Genetic testing company 23andMe can now tell you about your breast cancer risk, but only based on three mutations.
Eyewitness News spoke with a local genetic counselor about why you should, or should not, consider this as an option.
It’s the first of its kind, an at home test that can tell you if you have a risk for breast or ovarian cancer, approved by the FDA on Tuesday.
Genetic counselor Heather Marin says it comes with a few warnings.
The test only detects three out of more than 1,000 known BRCA mutations.
“So, it is very important for people to consult with a healthcare provider about what would be appropriate testing for them because it can be falsely reassuring,” said Marin.
Pointing out that the three variants in the 23andMe test are most common in people with eastern European ancestry.
“Individuals are trying to take more control over their own health care and their risk factors which is excellent, that’s really good news,” said Marin, but says it’s important for those with concerns of being at risk to contact their healthcare provider for the most accurate results.
“Of those that test positive for a genetic mutation, about one third of them are positive for a BRCA mutation and two thirds are positive for a change in a different gene. So, not only does the 23andMe test only looking for several of those BRCA alterations, it’s certainly not looking for the rest of those.”

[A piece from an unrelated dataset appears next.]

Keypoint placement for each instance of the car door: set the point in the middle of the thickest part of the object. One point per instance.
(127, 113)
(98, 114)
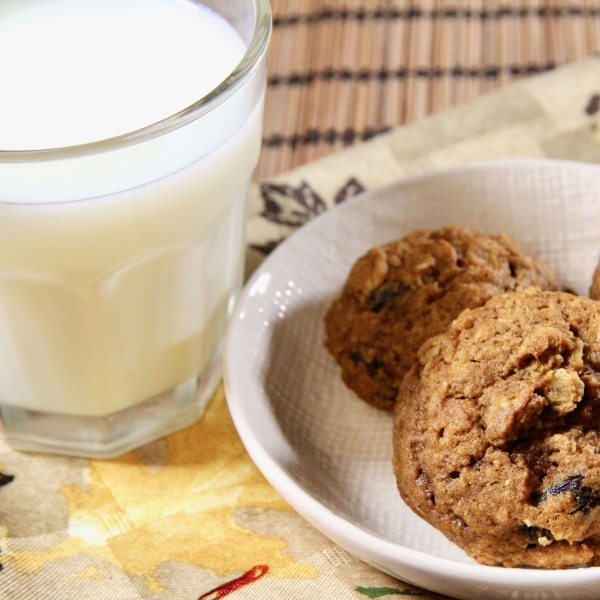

Susan G. Komen Evansville Tri-State executive director Sheila Seiler says it’s great to see advancements like this, but also agrees that seeing a healthcare provider is the most reliable source.
“So, it is still important. This is only one tool to use out of many of the others we have available,” said Seiler.
Marin says if you are interested in speaking with a genetics specialist, all it takes is a healthcare referral from your current physician.